JustPlainDave February 2, 2006 - 11:41am

are laid out very specifically in the Constitution and his power to wage war as commander-in-chief depend upon CONGRESSIONAL declaraton of war and continued funding thereof.

It is a federal GOVERNMENT function, not an executive one. And indeed it IS the people of Topeka Kansas and Americans everywhere who wage the war - figuratively and literally. The sovereignty of the government is derived from the PEOPLE. Not the other way around. No executive is above the law -- that's why we call it the "Rule of Law" not "Rule of Men."

And powers not specifically granted to the federal government are withheld. See 10th Amendment:

"The powers not delegated to the United States by the Constitution, nor prohibited by it to the States, are reserved to the States respectively, or to the people."
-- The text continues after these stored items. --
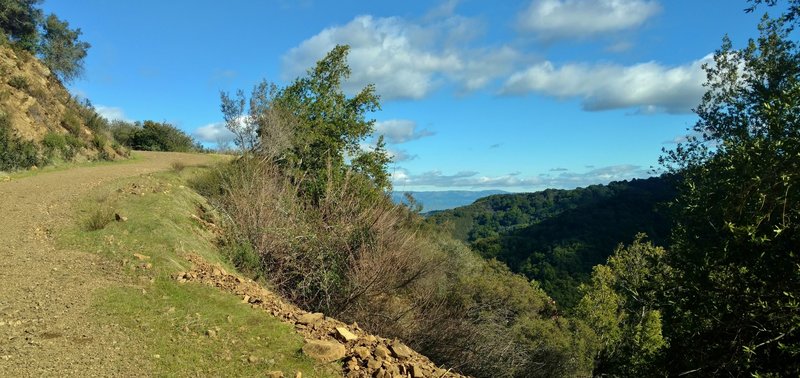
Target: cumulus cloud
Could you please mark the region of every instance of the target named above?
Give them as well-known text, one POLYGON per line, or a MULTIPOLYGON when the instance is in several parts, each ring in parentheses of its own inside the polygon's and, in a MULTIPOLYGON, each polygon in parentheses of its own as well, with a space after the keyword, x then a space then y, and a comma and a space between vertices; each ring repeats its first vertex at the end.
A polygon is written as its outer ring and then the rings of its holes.
POLYGON ((444 174, 441 171, 411 174, 406 170, 398 169, 392 174, 392 182, 395 187, 399 188, 506 188, 533 191, 545 188, 571 189, 647 176, 649 176, 648 171, 637 165, 614 165, 582 173, 564 171, 557 175, 542 174, 534 177, 521 177, 517 172, 502 176, 484 176, 475 171, 463 171, 452 175, 444 174))
POLYGON ((674 67, 656 62, 558 67, 546 61, 511 75, 501 93, 579 98, 590 111, 637 108, 641 113, 687 113, 703 96, 702 66, 711 62, 712 55, 674 67))
POLYGON ((430 130, 417 130, 417 123, 407 119, 390 119, 375 123, 375 133, 383 135, 387 143, 399 144, 431 136, 430 130))
POLYGON ((507 46, 468 47, 484 27, 452 15, 454 6, 446 3, 419 22, 364 15, 324 29, 283 56, 284 78, 304 74, 337 44, 350 46, 352 76, 345 90, 374 83, 384 99, 420 99, 450 82, 475 90, 512 72, 520 54, 507 46))
POLYGON ((125 111, 123 111, 122 108, 96 105, 94 110, 97 111, 97 114, 100 114, 100 116, 109 121, 130 121, 125 117, 125 111))
POLYGON ((223 122, 198 127, 193 134, 197 140, 205 143, 230 143, 234 138, 233 133, 225 128, 223 122))
POLYGON ((638 27, 660 10, 648 0, 533 0, 517 27, 542 39, 587 38, 638 27))

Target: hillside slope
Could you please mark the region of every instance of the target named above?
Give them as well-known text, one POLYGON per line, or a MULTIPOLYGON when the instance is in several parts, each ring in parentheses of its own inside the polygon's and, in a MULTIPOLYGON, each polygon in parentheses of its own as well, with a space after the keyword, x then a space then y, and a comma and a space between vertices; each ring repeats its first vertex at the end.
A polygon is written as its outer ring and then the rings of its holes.
POLYGON ((442 211, 429 221, 446 228, 485 258, 539 281, 561 306, 619 243, 646 233, 669 236, 665 203, 675 196, 668 177, 612 182, 574 190, 495 195, 442 211))
POLYGON ((27 51, 0 42, 0 78, 0 128, 34 142, 42 161, 113 160, 127 154, 113 143, 106 121, 27 51))

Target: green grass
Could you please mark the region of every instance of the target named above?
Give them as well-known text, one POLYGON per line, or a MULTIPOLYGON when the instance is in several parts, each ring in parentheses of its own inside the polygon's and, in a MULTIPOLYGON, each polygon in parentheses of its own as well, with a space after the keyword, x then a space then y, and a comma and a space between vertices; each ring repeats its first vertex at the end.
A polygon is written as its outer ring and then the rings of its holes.
POLYGON ((303 339, 291 326, 232 294, 171 278, 190 268, 186 253, 234 271, 214 236, 191 216, 210 208, 184 180, 201 169, 118 180, 77 205, 75 225, 60 235, 59 244, 115 262, 122 277, 119 285, 96 294, 96 319, 126 328, 140 346, 129 354, 149 370, 137 372, 144 375, 263 376, 280 370, 291 377, 297 371, 303 377, 338 376, 335 365, 319 365, 301 354, 303 339), (85 231, 80 219, 98 208, 128 220, 85 231), (150 258, 139 261, 134 253, 150 258))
dwgelbman February 2, 2006 - 5:37pm

...a Congressional declaration of war, but the administration clearly believes that it received one. It's equally clear that much of Congress does not agree, and it's further clear that many of the folks who voted for that specific resolution emphatically did not intend it to be used in this particular manner (i.e., it wasn't a blank cheque). That having been said, the Executive is treating it as such. As I understand your system, the decision to wage war lies with Congress, while decisions pertaining to how war is waged lie with the President in the office of Commander in Chief. The Commander in Chief is asserting that he has been given authorization to wage war, and he's doing it as he sees fit (i.e., that this programme is an integral to his war powers).

Sorry, but no matter how many times folks run through this one it still seems to me that there's a set of mutually exclusive circularly justified arguments, with little to determine as to which has primacy. On the one hand I see a law clearly intended to be sweeping and to cover the situation (i.e., FISA) and on the other hand I see the very broad powers that the Commander in Chief has to wage war, and there's very little for me other than a leap of faith to  determine which is the one that trumps the other.
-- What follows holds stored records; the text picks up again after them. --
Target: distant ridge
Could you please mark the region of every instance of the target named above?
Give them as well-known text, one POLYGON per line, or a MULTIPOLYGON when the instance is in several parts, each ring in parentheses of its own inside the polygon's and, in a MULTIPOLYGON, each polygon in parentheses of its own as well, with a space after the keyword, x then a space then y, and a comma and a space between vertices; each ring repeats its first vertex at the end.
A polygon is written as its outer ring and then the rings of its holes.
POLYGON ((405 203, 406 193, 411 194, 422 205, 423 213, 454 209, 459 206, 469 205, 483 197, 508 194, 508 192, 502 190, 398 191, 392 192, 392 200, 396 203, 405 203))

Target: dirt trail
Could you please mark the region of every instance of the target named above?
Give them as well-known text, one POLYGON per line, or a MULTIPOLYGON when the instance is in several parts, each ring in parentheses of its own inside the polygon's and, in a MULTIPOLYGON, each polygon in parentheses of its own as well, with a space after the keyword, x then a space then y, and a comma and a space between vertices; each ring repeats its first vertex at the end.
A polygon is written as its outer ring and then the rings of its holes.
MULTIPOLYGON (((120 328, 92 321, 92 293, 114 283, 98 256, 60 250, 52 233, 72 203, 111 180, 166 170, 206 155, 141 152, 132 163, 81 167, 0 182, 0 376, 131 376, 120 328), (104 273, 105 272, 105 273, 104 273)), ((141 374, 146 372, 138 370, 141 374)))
JustPlainDave February 2, 2006 - 6:17pm

meant to add that they are not to "trump" eachother.

There's a difference between "separation of powers" and "checks and balances" - neither are meant to use as axes in a power grab.

The first is about the specific powers granted to each branch, the second is how they are to interact. The case of war powers is a good example though a complex one.

The separation part is clear -- declaration of war: congress; conduct of: preznint as commander in chief - of the army/navy not the public or other branches of government.

checks and balances during war is in the budget process, reporting on progress and oversight. Also the reason we have civilians in charge of pentagon who also report to congress from time to time.

Administrative agencies (including DoD) are created and empowered through an act of congress and budgeted the same way. They are administered by the executive. But the administration is subject to congressional oversight with full power to investigate, subpoena etc. That's checks and balances.

They are supposed to work together. Secret executive orders DESIGNED to circumvent the existing law and process of government to accomplish ends that the executive branch KNOWS it would not achieve through normal channels is not in the plan. That is breaking the law.

dwgelbman February 2, 2006 - 11:24pm

not that in this specific war Bush needed a declaration of war, but that GENERALLY the waging of war is a federal government, not an exclusively executive, power.

No declaration no war, no commander in chief. No budget approval, no war. No reporting to congress on progress of same, no war. The "executive" does not single-handedly wage war. The government as a whole does.

The senate and congressional committees have oversight for a reason. The "executive" becomes the commander in chief of the army and navy - not the commander in chief of the country.